Para que se produzca y se consolide una auténtica revolución política, social, económica y cultural es preciso crear y expandir -hasta en sus mínimos detalles- las condiciones objetivas y subjetivas que la harán factible. Sin embargo, todo esto no será producto del azar, de una simple evolución de los acontecimientos o de la voluntad de algún líder carismático sino de una nueva cultura que tienda a diferenciarse radicalmente de aquella que ha estado en vigencia desde muchos siglos, la cual legitima el derecho casi sagrado de las clases dominantes a detentar el poder, del que se deriva la división jerárquica entre gobernantes y gobernados, así como también entre explotados y explotadores. Gracias a tal cultura, aceptaríamos sin chistar la subordinación neocolonial de muchas naciones respecto a las potencias hegemónicas del mundo, la discriminación en todas sus expresiones y el fatalismo inculcado entre las personas que les hace ver cualquier cambio como nocivo para sus vidas, llegando incluso a combatirlo fanáticamente.
Recurriendo a lo manifestado por Marta Harnecker en 2014, “se requiere de una nueva cultura de izquierda: una cultura pluralista y tolerante, que ponga por encima lo que une y deje en segundo plano lo que divide; que promueva la unidad en torno a valores como la solidaridad, el humanismo, el respeto a las diferencias, la defensa de la naturaleza, rechazando el afán de lucro y las leyes del mercado como principios rectores de la actividad humana". En consecuencia, la revolución -siendo anticapitalista, antiburguesa y antiimperialista- tendrá que ser una realidad en construcción diametralmente opuesta al orden establecido.
No obstante, aún cuando muchos lo piensen y lo quieran de un modo distinto, este proceso de construcción de una cultura revolucionaria de izquierda no podrá circunscribirse únicamente al país en que ésta se geste. Debería orientarse al logro y enriquecimiento de una visión incluyente, de aceptación de otras manifestaciones de la cultura humana en un sentido general, en pie de igualdad, sin discriminación alguna, todo en función de asegurar el respeto y la comprensión que merecen todos los pueblos del planeta; lo que supondrá, por consiguiente, un cambio profundo en relación a lo que es y ha sido el derecho internacional, ahora gravemente vulnerado por las apetencias e injerencismo imperialistas de Estados Unidos y sus aliados de la OTAN.

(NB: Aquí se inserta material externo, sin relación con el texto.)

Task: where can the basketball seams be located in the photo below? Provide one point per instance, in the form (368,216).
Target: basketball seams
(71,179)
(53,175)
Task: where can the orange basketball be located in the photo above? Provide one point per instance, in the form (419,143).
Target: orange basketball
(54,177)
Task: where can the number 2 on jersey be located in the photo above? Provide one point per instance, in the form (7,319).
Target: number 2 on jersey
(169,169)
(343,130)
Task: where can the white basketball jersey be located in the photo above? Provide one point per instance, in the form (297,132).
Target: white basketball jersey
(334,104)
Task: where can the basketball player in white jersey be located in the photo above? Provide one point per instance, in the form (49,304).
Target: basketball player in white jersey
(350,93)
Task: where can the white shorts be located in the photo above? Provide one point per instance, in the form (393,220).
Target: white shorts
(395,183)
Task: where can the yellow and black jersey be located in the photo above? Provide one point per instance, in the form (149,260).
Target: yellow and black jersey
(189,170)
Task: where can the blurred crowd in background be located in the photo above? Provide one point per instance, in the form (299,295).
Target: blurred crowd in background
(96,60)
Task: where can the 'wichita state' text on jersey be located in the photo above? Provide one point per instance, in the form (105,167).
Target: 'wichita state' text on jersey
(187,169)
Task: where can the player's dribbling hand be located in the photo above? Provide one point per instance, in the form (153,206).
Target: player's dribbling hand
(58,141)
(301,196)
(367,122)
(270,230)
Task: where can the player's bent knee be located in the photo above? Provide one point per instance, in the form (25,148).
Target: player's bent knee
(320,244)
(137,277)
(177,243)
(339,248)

Esto exigirá adelantar acciones pedagógicas puntuales que contribuyan a ver en su verdadero contexto la realidad edificada según los patrones eurocentristas y cómo se nutrió el capitalismo desarrollado por Europa y Estados Unidos gracias a la dominación colonial y neocolonial, la explotación de recursos naturales y de mano de obra barata (esclavizada y/o semi esclavizada) y la complicidad cínica de grupos minoritarios de los países periféricos. Por ello, esta cultura de izquierda tiene que trascender lo meramente reivindicativo y local, convirtiéndose en uno de los ejes de la resistencia y de la formación de una conciencia revolucionaria con que contarán nuestros pueblos para defender y preservar su identidad y su derecho a la autodeterminación. De ella deberán surgir los paradigmas nuevos que caracterizarían en lo adelante el modelo civilizatorio que propiciará la emancipación integral de las personas, sin que esto pueda descalificarse desdeñosamente como utopía, ignorando la carga subversiva que la misma implica.
Por demás, sería redundante aclarar que esta cultura de la izquierda revolucionaria abarca algo más que el ámbito intelectual, privilegiándose -en muchos casos- lo que otros mal señalarían de cultura popular como expresión visible de la lucha de resistencia sostenida a través del tiempo por nuestros pueblos frente a la uniformidad implícita que trae consigo la imposición de una única forma de actuar y pensar, en función de los objetivos perseguidos por los grandes centros de poder hegemónicos.